BACKGROUND & AIMS: Diet quality may influence non-traditional cardiovascular disease (CVD) risk factors - namely, C-reactive protein (CRP) and the ankle-brachial index (ABI). Pre-existing traditional cardiometabolic conditions may confound this association. We aimed to determine whether diet quality was associated with high-risk CRP or ABI, independently from traditional cardiometabolic risk factors. METHODS: Baseline data were analyzed from US-Hispanics/Latinos aged 18-74 y without previously-diagnosed CVD participating in the population-based Hispanic Community Health Study/Study of Latinos cohort. Included were 14,623 participants with CRP data, and 7892 participants (≥45 y) with ABI data. Diet quality was measured with the Alternate Healthy Eating Index (AHEI). RESULTS: Nearly 35% of Hispanics/Latinos had high-risk CRP concentration and 6.3% had high-risk ABI (peripheral artery disease (PAD): 4.2%; arterial stiffness: 2.1%).

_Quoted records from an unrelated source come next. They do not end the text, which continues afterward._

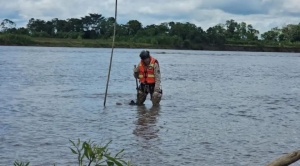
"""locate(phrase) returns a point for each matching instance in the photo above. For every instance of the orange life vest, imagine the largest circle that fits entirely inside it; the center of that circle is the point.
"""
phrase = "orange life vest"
(146, 73)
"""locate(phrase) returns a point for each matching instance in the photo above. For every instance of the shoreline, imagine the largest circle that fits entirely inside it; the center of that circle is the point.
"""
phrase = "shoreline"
(19, 40)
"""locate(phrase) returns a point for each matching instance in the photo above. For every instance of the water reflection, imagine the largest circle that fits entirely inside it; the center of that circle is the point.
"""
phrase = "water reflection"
(146, 122)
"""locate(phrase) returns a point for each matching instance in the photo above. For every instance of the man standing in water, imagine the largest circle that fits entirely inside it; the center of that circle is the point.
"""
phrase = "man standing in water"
(148, 73)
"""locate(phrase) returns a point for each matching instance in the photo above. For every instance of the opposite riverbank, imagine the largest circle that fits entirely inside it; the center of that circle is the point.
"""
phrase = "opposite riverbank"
(20, 40)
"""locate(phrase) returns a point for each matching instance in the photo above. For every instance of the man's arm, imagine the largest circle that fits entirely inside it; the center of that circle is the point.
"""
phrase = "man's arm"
(157, 76)
(136, 72)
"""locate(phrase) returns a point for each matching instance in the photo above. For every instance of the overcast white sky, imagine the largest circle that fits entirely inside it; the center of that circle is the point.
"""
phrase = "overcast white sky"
(262, 14)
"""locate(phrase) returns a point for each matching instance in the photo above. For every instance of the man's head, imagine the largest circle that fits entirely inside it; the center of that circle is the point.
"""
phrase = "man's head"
(145, 56)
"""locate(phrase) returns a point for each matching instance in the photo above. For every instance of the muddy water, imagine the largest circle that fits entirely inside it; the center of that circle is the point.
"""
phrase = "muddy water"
(218, 108)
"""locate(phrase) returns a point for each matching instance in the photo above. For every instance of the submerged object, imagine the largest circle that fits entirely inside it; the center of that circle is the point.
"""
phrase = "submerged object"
(132, 103)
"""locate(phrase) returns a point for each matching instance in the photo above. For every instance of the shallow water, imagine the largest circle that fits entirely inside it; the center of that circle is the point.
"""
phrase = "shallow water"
(218, 108)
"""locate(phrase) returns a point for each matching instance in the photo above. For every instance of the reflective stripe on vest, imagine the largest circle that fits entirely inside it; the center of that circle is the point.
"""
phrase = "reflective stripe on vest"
(147, 76)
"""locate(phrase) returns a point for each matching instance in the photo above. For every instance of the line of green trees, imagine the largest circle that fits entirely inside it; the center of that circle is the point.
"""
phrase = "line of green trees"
(175, 34)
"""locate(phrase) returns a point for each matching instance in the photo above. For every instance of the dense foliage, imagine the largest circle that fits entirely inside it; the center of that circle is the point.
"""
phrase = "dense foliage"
(173, 34)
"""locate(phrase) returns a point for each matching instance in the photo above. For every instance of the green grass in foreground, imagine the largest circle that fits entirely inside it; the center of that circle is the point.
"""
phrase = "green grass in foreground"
(90, 154)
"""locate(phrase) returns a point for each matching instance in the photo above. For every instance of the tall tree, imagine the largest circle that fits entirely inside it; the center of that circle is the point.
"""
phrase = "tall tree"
(7, 24)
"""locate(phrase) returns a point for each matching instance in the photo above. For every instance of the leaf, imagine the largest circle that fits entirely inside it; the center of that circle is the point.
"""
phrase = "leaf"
(72, 142)
(73, 151)
(78, 142)
(114, 160)
(119, 152)
(109, 163)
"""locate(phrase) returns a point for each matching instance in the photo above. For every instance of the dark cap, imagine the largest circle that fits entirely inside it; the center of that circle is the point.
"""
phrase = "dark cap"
(145, 54)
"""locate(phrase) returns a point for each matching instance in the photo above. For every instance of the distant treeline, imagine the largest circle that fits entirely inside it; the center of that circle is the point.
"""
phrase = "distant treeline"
(172, 34)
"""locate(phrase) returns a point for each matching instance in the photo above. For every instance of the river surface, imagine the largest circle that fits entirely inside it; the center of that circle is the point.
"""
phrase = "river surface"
(218, 108)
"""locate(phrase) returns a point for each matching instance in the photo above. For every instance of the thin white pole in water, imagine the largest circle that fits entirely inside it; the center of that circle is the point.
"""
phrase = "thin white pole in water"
(112, 51)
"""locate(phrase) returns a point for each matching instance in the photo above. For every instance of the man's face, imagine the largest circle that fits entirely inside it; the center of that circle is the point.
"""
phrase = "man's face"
(146, 61)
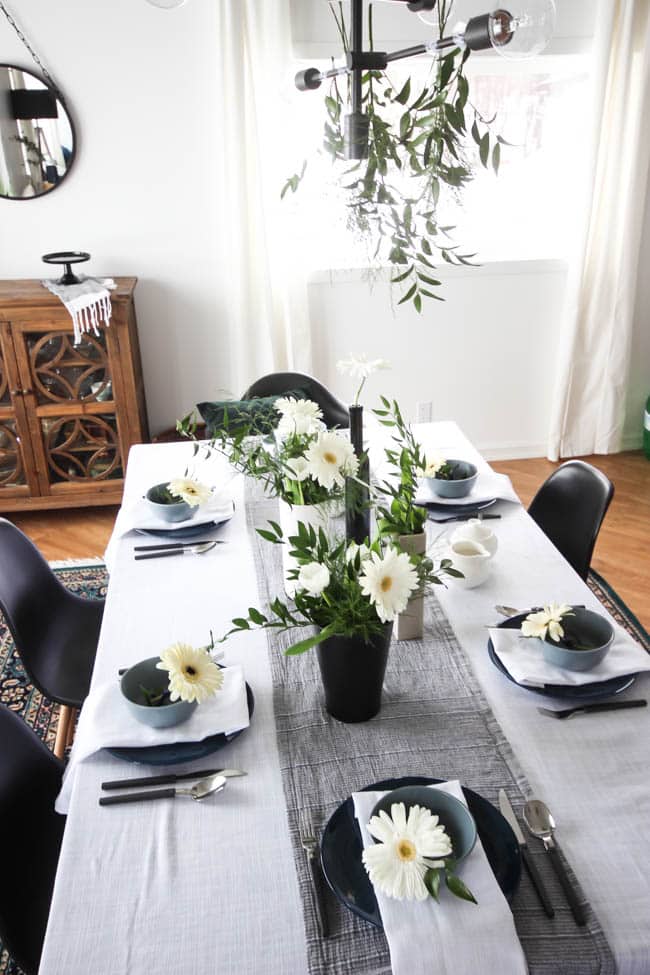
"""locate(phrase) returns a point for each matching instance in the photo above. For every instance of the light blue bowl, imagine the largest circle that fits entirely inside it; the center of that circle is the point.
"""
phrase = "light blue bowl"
(174, 511)
(146, 674)
(460, 487)
(586, 629)
(452, 813)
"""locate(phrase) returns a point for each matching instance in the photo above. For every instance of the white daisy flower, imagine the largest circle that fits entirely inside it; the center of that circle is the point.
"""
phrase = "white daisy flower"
(359, 367)
(298, 416)
(193, 674)
(189, 491)
(547, 620)
(314, 577)
(398, 863)
(388, 580)
(297, 469)
(331, 459)
(433, 465)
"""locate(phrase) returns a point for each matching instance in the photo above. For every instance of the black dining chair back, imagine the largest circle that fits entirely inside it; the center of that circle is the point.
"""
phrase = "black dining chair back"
(30, 838)
(335, 413)
(55, 631)
(570, 507)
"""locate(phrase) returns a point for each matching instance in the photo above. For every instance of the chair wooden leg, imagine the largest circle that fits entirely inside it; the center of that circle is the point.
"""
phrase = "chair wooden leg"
(71, 727)
(62, 731)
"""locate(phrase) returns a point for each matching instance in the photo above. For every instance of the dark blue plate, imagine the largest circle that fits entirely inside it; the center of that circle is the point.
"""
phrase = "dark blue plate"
(574, 692)
(341, 848)
(192, 531)
(181, 751)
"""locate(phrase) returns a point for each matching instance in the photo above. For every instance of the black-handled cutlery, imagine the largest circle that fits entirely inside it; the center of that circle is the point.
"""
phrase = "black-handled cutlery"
(509, 814)
(541, 824)
(310, 846)
(200, 790)
(593, 707)
(171, 777)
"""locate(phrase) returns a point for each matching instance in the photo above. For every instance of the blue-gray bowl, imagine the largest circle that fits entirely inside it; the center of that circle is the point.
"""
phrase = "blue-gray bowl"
(465, 477)
(146, 674)
(587, 640)
(452, 813)
(168, 511)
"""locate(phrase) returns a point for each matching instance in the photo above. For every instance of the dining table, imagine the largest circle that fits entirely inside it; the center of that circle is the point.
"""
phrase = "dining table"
(223, 885)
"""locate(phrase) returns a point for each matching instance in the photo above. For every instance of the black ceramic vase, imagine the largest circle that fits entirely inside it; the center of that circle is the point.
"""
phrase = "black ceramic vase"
(357, 509)
(353, 674)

After adjusting for sociodemographic and lifestyle factors, diabetes, hypertension, hypercholesterolemia, and obesity, the odds (95% confidence interval) of having high-risk ABI were 37% (5, 44%) lower per 10-unit increase in AHEI (p = 0.018). The association was marginally significant for PAD (0.77 (0.58, 1.00); p = 0.05), and non-significant for arterial stiffness (p = 0.16). Each 10-unit increase in AHEI was associated with 21% (10, 30%) lower odds of high-risk CRP (p = 0.0002) after similar adjustments. There were no significant interactions between AHEI and age, sex, ethnicity, smoking, or pre-existing cardiometabolic conditions for associations with ABI. The association between AHEI and high-risk CRP was stronger for those with diabetes (p-interaction < 0.0001), obesity (p-interaction = 0.005), or ages 45-74 y (p-interaction = 0.011). CONCLUSIONS: Higher diet quality is associated with lower inflammation and less adverse ABI among Hispanics/Latinos, independently from traditional cardiometabolic risk factors.